What is Emacs?
You might hear that it’s a text editor, ancient like Vim, but easier to quit. A programmer might tell you it’s an IDE for power users: difficult to learn, but efficient to use. An Emacs user might tell you how extensible it is, how it has a thriving ecosystem and that new flavours like Doom Emacs are trivial to set up.
These explanations are all partly correct. But they’re all missing something vitally important, the thing that makes Emacs shine among all other applications.
Emacs isn’t a text editor — it’s a tool for building them.
It contains all the features you need to code your own personal editor for any text-related task.
Most of the powerful editors are meant for programming. That’s no surprise. Building an editor involves a fair bit of coding, so the people who build them tend to be programmers using them for their own purposes.
Others don’t have the skills to do so. If you can’t program, your only option is to hunt for an existing editor and pray that it does what you need.
Most of the time, that editor won’t exist. If you’re lucky enough to have a conventional task such as note-taking or health-tracking, you might find something that does the job.
When it doesn’t work the way you want, you could ask the programmers that built it to change it. Or, as is more likely, you would abandon it and go back to your old habits.
So while conventional editors become increasingly sophisticated, the more niche disciplines are left by the wayside: to be forgotten, abandoned or labeled as a rustic; performed without the use of computers at all.
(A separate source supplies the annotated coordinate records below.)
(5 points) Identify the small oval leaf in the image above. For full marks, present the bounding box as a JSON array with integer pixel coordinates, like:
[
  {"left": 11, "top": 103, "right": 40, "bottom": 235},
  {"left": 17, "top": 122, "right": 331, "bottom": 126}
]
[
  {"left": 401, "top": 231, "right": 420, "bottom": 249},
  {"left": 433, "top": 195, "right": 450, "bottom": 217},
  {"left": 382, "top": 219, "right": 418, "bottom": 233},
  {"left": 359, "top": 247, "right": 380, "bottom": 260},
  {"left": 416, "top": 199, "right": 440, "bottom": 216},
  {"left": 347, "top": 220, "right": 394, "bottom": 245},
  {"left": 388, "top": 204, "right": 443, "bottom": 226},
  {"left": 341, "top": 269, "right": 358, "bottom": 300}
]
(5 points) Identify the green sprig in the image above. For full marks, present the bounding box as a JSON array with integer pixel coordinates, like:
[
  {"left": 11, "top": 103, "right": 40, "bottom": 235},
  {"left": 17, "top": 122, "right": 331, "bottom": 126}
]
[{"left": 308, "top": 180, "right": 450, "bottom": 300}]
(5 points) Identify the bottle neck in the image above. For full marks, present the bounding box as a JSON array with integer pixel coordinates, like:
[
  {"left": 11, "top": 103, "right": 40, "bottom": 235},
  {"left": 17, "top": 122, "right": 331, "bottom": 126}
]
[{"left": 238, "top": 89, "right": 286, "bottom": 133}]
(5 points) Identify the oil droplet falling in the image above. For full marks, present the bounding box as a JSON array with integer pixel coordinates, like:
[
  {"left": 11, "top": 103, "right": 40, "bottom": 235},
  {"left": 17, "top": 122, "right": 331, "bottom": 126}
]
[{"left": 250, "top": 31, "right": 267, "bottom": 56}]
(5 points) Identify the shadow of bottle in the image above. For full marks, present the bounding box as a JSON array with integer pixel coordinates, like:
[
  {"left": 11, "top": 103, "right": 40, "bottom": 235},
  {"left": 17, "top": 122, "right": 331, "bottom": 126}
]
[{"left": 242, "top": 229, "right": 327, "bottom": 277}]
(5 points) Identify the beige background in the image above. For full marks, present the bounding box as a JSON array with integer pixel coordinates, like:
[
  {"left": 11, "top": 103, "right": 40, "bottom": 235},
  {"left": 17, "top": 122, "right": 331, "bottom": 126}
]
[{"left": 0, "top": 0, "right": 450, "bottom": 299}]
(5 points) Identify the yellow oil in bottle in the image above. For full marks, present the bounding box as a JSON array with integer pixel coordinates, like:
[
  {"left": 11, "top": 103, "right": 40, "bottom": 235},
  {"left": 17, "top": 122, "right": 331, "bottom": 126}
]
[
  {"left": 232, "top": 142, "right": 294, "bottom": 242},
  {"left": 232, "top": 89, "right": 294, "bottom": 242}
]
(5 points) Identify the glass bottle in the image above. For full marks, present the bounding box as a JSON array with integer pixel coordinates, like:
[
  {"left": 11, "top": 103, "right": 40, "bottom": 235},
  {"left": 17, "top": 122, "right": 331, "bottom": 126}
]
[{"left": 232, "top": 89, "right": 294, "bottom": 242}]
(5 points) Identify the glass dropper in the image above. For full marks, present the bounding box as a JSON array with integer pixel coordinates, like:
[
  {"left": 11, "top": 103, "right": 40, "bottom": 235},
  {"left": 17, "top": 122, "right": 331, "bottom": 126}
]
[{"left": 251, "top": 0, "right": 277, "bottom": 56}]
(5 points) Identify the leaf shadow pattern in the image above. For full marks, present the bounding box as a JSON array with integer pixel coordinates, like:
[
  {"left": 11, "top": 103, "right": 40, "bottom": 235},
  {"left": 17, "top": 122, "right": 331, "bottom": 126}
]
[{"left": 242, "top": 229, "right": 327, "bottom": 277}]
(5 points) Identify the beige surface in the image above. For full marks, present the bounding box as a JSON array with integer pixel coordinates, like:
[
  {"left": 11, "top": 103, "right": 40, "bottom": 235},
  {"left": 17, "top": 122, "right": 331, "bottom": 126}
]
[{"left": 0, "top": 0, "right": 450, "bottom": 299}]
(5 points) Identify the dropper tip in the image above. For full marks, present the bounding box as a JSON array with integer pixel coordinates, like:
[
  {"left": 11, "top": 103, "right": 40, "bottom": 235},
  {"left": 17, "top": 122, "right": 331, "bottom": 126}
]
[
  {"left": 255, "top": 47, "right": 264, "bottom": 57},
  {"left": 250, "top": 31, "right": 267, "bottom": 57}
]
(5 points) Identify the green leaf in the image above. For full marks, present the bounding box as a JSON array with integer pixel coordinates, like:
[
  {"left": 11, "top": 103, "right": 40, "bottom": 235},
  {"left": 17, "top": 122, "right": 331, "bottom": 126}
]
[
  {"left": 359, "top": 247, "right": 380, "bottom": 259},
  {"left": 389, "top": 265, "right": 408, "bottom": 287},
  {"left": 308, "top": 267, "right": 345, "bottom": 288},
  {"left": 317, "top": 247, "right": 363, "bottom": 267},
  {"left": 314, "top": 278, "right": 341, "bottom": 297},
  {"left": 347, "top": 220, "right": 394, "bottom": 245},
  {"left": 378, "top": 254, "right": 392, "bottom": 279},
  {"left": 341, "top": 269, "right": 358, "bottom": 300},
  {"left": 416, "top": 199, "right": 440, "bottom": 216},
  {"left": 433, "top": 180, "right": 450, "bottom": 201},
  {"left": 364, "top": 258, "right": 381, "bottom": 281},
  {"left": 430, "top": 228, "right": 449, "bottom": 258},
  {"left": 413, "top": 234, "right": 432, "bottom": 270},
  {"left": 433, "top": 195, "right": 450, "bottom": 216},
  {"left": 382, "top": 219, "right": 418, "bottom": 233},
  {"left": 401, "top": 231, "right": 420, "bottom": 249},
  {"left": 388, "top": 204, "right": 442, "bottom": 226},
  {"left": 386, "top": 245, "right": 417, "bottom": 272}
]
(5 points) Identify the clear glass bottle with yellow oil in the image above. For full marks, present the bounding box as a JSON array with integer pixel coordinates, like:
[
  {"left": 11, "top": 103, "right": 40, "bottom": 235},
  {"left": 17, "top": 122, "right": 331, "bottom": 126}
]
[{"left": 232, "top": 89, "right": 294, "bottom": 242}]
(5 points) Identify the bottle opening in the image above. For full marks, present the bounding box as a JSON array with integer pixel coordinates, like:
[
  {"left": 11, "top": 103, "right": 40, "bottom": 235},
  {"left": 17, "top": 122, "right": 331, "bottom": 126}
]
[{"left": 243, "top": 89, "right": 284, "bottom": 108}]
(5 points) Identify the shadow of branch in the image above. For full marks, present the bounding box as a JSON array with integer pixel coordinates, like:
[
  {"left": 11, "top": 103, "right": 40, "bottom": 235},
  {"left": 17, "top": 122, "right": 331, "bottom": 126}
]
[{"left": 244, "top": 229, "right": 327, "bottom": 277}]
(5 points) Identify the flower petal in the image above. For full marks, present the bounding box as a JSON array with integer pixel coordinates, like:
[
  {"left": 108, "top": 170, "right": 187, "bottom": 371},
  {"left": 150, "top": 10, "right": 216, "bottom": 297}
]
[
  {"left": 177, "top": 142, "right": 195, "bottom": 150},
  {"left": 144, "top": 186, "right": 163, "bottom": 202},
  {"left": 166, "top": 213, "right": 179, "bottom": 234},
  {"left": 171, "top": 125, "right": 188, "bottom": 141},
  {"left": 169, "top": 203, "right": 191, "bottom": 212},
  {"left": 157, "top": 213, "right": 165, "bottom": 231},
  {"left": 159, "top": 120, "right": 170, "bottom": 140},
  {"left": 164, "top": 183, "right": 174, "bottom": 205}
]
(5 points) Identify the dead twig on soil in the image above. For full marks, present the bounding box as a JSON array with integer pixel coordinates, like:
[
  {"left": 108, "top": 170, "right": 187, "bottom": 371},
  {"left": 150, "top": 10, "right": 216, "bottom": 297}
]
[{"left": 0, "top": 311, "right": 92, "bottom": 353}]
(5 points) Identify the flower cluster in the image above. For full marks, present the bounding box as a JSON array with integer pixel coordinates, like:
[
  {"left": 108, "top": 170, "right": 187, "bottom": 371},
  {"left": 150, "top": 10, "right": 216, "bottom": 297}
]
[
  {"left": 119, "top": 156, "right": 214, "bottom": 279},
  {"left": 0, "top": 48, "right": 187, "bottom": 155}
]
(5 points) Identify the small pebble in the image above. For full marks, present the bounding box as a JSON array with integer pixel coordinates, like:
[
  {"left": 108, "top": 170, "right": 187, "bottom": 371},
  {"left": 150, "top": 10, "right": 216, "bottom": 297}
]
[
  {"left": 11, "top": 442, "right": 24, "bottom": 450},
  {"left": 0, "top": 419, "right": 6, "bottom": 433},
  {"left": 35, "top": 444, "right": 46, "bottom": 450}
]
The world would be a very different place if everyone could build their own tools. Emacs is a little window into that world. Over the years, there have been Emacs editors for programming and note-taking, but also for video editing, gene splicing and transcribing ancient runes. All you need is a computer, Emacs and a bit of skill; and you can build an editor for any text-related task.
This book is a guide to building your own editor in Emacs. It walks you through the skills in programming, problem solving and exploration needed to craft one.
You don’t need to be a programmer to read it (although you can be), and you certainly won’t get a job in programming by following it. But if you like what you learn here, you might enjoy programming more than you think.